そして弟子たちがオケに水を持ってきてくれた。


「お、和尚様、お待たせー」


 弟子の一人が医療の箱を落としてしまった。


「おい、何して」


 弟子の一人がその弟子を叱ろうとした時にあまりにも顔色が蒼白でどうしたのかと心配する。


「どした!?」


 ブルブルと足元を震わせる弟子は口元を震わせながら指をある方向へと差した。



 そこには一人の女性が立っていた。その女性は着物を着ており、しかし、白い髪に黄色の瞳がそのものを人間ではないことを露わにしていた。


「で、出た〜!?」


 弟子たちはその姿に怯え、和尚も心臓が縮み上がりそうだったが、弟子たちの前、この寺を守る和尚として倒れるわけにはいかない。自分を奮起させて声を上げた。



「貴様、何やつじゃ」



「何やつとは失礼ね、あなた、この道成寺の和尚様でいいのかしら?」



 低く通る美声に和尚はうっとりと仕掛けるが、気持ちを切り替える。


「私はこの道成寺21代目の和尚だ」


『そう、もう21代目になるのね あれから何年経っているのかしら今』


「今は江戸時代と呼ばれている」


「へえ、私がいたのは延長6年【929年】よ」


「!?」


 今から1000年以上も前だと言うことに和尚は驚きを隠せない。



〇〇





「そんなことあるはずがない、妖怪など」


 和尚の気が動転した様子にキヨは訝しむ。


「昔の時代は妖怪なんて当たり前だったけど。今は違うみたいね」


「其方のことは聞き及んでいる、清姫」


 その呼び方にキヨは面白おかしくて吹いた。


「ふふ、清姫なんて私の柄じゃないわ」


 和尚の話にキヨは耳を傾けた。そして和尚の間違った口伝にその話を聞いて怒髪天をつく。

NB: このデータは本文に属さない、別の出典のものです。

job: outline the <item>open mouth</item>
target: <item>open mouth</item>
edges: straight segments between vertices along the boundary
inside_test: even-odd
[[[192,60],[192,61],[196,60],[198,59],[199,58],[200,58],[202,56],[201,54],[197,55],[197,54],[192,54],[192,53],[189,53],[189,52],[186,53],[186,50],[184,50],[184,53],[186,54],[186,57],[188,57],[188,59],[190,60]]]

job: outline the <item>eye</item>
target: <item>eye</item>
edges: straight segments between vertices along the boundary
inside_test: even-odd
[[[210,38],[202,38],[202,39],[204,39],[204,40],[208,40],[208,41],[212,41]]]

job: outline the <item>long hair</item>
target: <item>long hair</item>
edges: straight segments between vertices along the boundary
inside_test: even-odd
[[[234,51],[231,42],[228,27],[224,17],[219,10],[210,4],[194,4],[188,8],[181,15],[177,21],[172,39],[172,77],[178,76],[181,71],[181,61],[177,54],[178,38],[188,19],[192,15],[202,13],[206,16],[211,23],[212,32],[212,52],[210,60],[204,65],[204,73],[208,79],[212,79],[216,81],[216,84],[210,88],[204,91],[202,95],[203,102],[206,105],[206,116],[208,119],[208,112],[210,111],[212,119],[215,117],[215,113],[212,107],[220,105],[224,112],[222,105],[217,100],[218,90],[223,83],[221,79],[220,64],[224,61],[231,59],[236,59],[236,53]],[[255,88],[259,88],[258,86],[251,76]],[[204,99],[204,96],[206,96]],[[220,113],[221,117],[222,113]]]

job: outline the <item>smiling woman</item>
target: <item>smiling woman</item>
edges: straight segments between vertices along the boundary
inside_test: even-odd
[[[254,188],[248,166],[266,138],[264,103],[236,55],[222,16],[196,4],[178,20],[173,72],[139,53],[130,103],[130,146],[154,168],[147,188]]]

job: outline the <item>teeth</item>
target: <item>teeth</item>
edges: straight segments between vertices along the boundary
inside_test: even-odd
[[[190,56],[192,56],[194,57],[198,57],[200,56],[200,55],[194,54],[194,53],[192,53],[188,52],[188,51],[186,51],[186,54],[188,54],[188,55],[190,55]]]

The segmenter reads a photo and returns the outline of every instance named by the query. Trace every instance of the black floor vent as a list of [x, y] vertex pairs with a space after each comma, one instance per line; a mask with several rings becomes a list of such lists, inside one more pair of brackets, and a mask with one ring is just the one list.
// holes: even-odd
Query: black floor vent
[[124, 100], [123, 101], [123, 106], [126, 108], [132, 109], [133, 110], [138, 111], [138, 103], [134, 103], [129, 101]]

「なんですって…っ 私が安珍様を殺した…ですって!? 一体どうしたら間違えるのよ」


 キヨの震え上がる怒りに和尚は震え上がる。


「ひい」


 湧き上がる怒りにキヨの髪の毛を靡かせる。


「お許しを、それは巻物の中で」



「その巻物を持ってきなさい!! 今すぐに」


「はい、ただいま」


 和尚は弟子を使わずにそれを取りに行った。


「も、持ってきました」


 それを広げてキヨは見ていく。始まりから終わりまでみたキヨは表情が固かった。


「ほとんどが嘘ね、まあ私の出自は大体合っているけど」


「ならこの安珍を殺したのは別人で、」


「それは私が殺したから、残っていないわね」


 彼女の平坦な声に和尚はゾッとした。やはり目の前の女性は人の形をしているが人間ではないのだと。


「…いつまでここにいるつもりですか、もう500年もそこにいるのでしょう」



「お前、私を諭そうとしているの?」



 怒りを含んだ声に和尚は生唾を飲み込む。


「今までこの鐘はここに置いていましたが、このままではお堂が壊れる可能性が、老朽化で場所を変えるだけ、それもできないのですか?」


「…それは無理よ、どうしても退かせたいのなら退治する事ね」


 そう言い残してキヨは鐘の中に消えていった。残ったのは和尚と弟子たちのみ。


「お前たち、大丈夫か」


「和尚様!」


 心配する和尚に弟子たちは号泣する。このままこの鐘を放置しておくのは危険すぎる、今は正気を保っているが悪霊になりかけていることに危惧した和尚はどうしたものかと思案する。


 そしか妖怪ならば専門だと考え、陰陽寮に使いの者を出した。そして返事が返ってきた。


 後日に使いのものがやってくるとのことで和尚は胸を撫で下ろした。それを弟子たちに言うと安堵の表情を見せたのだ。


「それは良かったですね」


「ああ、これで安心だ」


 和尚と弟子はようやく安心することができたのだ。だがしかし、それを聞いて居ても立っても居られない者がいた。


 それはキヨの母の桔梗だった。キヨの父は人間なので他界しているが、彼女は白蛇の精のため娘のことを見てきて心配していた。


 キヨは人間を殺めてしまったという噂を聞きつけるとあまりにも変わり果てた姿に打ちひしがれた。


 けれど親子の縁が切れたというわけではなく、当時の和尚から話を聞いていたのだ。そして、何かできないかと自分に見守ることしかできなかった。


 桔梗は夫が亡くなる前に言われたことを思い出す。



「キヨのことを頼んだ」


 そう言い残し、彼はこの世を去った。最期まであの子の父親である良き夫であった。


 自分にできることは彼女の様子を見ているだけ、時間が彼女の心を癒してくれるのを待つしかないと思っていた。


 だが母の願いは虚しく、道成寺の門前に案内板が置かれていたのだ。


【来月から鐘を別室に移動する】



 案内に人々は興味津々で好き勝手に話をしていた。それを聞きながら桔梗はいても経ってもいられなくなったのだ。